From the author of Weetzie Bat
comes a picture-perfect vision of mid-1970s Los Angeles, shimmering with Block's signature California-style magical realism and delicately overlaid with allusions to T.S. Eliot's The Waste Land
. Marina's life is shattered by the death (likely a suicide) of her older brother, the surfing punk rocker Lex. With the help of her classmate (and aspiring love interest) West, Marina sets out to come to terms with the forces that led to her brother's death. Through hints, whispers and delicate shudders, the glittering, fragmented narration—told mostly by Marina, but also by West and even by the deceased Lex—moves back and forth through time, gradually revealing the central incident that drives the novel's action: the evening the siblings strayed into physical intimacy in a sunken bathtub.

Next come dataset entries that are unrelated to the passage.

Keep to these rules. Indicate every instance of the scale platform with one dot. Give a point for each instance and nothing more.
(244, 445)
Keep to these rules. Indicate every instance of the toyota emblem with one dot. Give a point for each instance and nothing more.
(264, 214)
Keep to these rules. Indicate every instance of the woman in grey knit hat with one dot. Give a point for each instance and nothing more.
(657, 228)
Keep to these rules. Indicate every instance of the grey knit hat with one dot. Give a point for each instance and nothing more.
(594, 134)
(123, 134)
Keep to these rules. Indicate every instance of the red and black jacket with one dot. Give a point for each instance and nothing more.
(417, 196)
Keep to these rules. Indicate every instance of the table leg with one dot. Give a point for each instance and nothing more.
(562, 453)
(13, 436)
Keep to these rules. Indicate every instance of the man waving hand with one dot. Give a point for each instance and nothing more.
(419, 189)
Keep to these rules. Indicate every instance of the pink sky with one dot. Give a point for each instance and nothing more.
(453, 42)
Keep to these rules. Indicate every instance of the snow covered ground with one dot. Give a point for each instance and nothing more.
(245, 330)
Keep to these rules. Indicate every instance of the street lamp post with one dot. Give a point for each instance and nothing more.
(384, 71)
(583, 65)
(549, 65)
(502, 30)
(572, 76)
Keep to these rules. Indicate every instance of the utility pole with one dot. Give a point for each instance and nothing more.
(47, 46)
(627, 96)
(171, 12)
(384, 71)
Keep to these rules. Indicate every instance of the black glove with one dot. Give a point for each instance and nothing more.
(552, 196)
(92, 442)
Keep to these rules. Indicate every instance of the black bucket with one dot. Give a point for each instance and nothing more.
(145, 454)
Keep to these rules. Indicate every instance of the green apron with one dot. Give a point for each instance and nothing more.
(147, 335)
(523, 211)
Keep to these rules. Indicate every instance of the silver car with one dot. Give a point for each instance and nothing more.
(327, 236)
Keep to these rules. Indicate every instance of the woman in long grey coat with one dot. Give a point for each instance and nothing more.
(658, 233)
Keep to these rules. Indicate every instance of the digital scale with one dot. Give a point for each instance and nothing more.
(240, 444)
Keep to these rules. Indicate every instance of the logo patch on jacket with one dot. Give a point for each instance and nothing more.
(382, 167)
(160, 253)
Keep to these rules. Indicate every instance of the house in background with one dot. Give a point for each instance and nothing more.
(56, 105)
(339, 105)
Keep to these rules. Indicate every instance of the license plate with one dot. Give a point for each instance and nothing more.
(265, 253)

One of Lex's early narratives offers a clue, as he describes a visit to a psychic after the incident: "Here it comes, I thought. 'Fear death by water. Those were pearls that were his eyes' " (a reference to Eliot's clairvoyant, Madame Sosostris). Though undeniably attention-grabbing, this dramatic plot element seems almost forced, as if it were added on just in case the luscious prose and the authenticity of the teen scene were not enough to hold readers' attention. An 11th-hour twist underscores this feeling. Still, sophisticated teens are likely to be enthralled by Block's bold and poetic experiment; her skill with words never flags. All ages. (Nov.)